Ukrainian troops have prepared “holiday gifts” for Russian forces to mark Orthodox Easter celebrations, according to Kyiv’s military.

Ukrainian fighters have painted ammunition, including grenades, in Ukrainian national colors, with many decorated to look like Easter eggs, Ukraine’s Operational Command North wrote on its Facebook page.

On Sunday, Orthodox Christians, including many in Russia and Ukraine, observe Orthodox Easter. Approximately 78 percent of Ukraine’s population identified as Orthodox Christian in 2019. Meanwhile, Ukraine’s Orthodox Church has officially split with Russia, although controversy has continued to surround its alleged links to Moscow.

Early on Sunday morning, Russian President Vladimir Putin attended a midnight service observing Orthodox Easter in Moscow. Patriarch Kirill, who heads up Russia’s Orthodox Church, has previously voiced his support for the Kremlin’s invasion of Ukraine.

Ukrainian Grenades Painted as Easter Eggs
Ukrainian fighters have painted ammunition, including grenades, in Ukrainian national colors, with many decorated to look like Easter eggs, according to Ukraine’s military.
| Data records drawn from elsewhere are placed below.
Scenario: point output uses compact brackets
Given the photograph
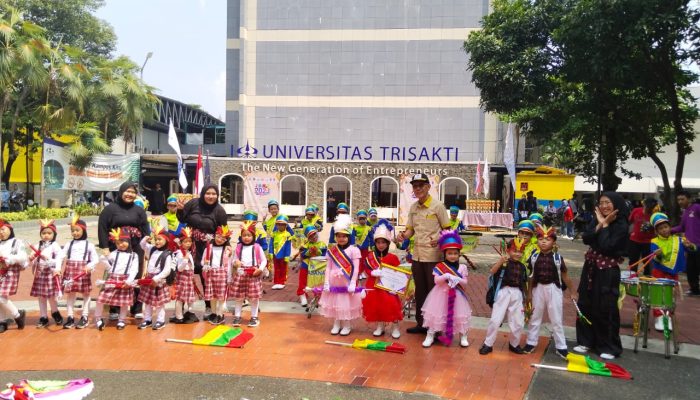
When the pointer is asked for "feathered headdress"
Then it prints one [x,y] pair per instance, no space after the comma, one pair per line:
[343,224]
[544,231]
[119,234]
[449,239]
[47,223]
[383,230]
[223,231]
[517,244]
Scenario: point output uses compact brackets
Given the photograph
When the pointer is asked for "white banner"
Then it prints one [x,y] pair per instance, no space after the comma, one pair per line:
[106,172]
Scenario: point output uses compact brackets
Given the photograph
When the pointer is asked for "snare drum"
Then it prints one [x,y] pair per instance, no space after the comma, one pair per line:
[658,293]
[317,270]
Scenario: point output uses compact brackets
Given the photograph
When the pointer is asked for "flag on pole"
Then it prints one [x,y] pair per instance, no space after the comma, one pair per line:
[477,178]
[198,175]
[509,156]
[221,336]
[175,144]
[485,178]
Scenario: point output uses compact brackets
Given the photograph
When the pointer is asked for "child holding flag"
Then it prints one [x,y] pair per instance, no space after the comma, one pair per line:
[13,259]
[311,248]
[670,257]
[446,308]
[46,260]
[246,272]
[339,300]
[80,260]
[281,245]
[160,263]
[122,267]
[215,266]
[379,305]
[509,297]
Orthodox Easter is marked this year on Sunday, April 16.
Ukraine’s Operational Command North

In a message broadcast on Russian state television before the start of the service, Kirill appeared to refer to the Ukraine war as “grave events taking place on our Russian historical land,” according to the Associated Press. This falls in line with official Kremlin rhetoric, which frequently denies Ukraine’s existence as a separate country.

Coinciding with Orthodox Easter, the Wagner Group, a Russian paramilitary unit, released around 100 Ukrainian prisoners of war (POWs) back into Kyiv’s hands, Reuters reported. Writing on Telegram, Ukrainian President Volodymyr Zelensky’s chief of staff, Andriy Yermak, said on Sunday that 130 Ukrainian fighters had returned in “several stages” over the previous few days. Ukraine’s General Staff of the Armed Forces said the oldest of the POWs was 58, with the youngest just 21 years old.

Yermak called the return of Ukrainian prisoners of war “the Great Easter Prisoner Exchange,” although he did not say whether, or how many, captured Russian fighters had been returned to Moscow.

Last week, the Washington-based Institute for the Study of War (ISW) suggested Putin could use the holiday to propose a ceasefire with Kyiv in a bid to stop a planned Ukrainian counteroffensive.

This was quickly dismissed by the Kremlin, however, with spokesperson Dmitry Peskov saying it “has not been proposed by anyone, it has not been put forward.” Moscow had previously called for a ceasefire to mark Orthodox Christmas in early January, which was rejected by Kyiv. Fighting continued over the proposed 36-hour ceasefire period.

In an address on Sunday morning, Zelensky marked the second Orthodox Easter celebration since the start of the full-scale war last February.

“Today, we celebrate the holiday of the Resurrection of the Lord,” he said. “Its main symbol is victory: the victory of good, victory of truth, victory of life. We celebrate Easter with unshakable faith in the irreversibility of these victories.”

In his own Easter address, Putin said the “wonderful, beloved Easter holiday gives believers hope, inspires good thoughts and deeds, and serves to affirm high moral ideals and values ​​in society.”

Newsweek has reached out to Russia’s defense ministry for comment via email.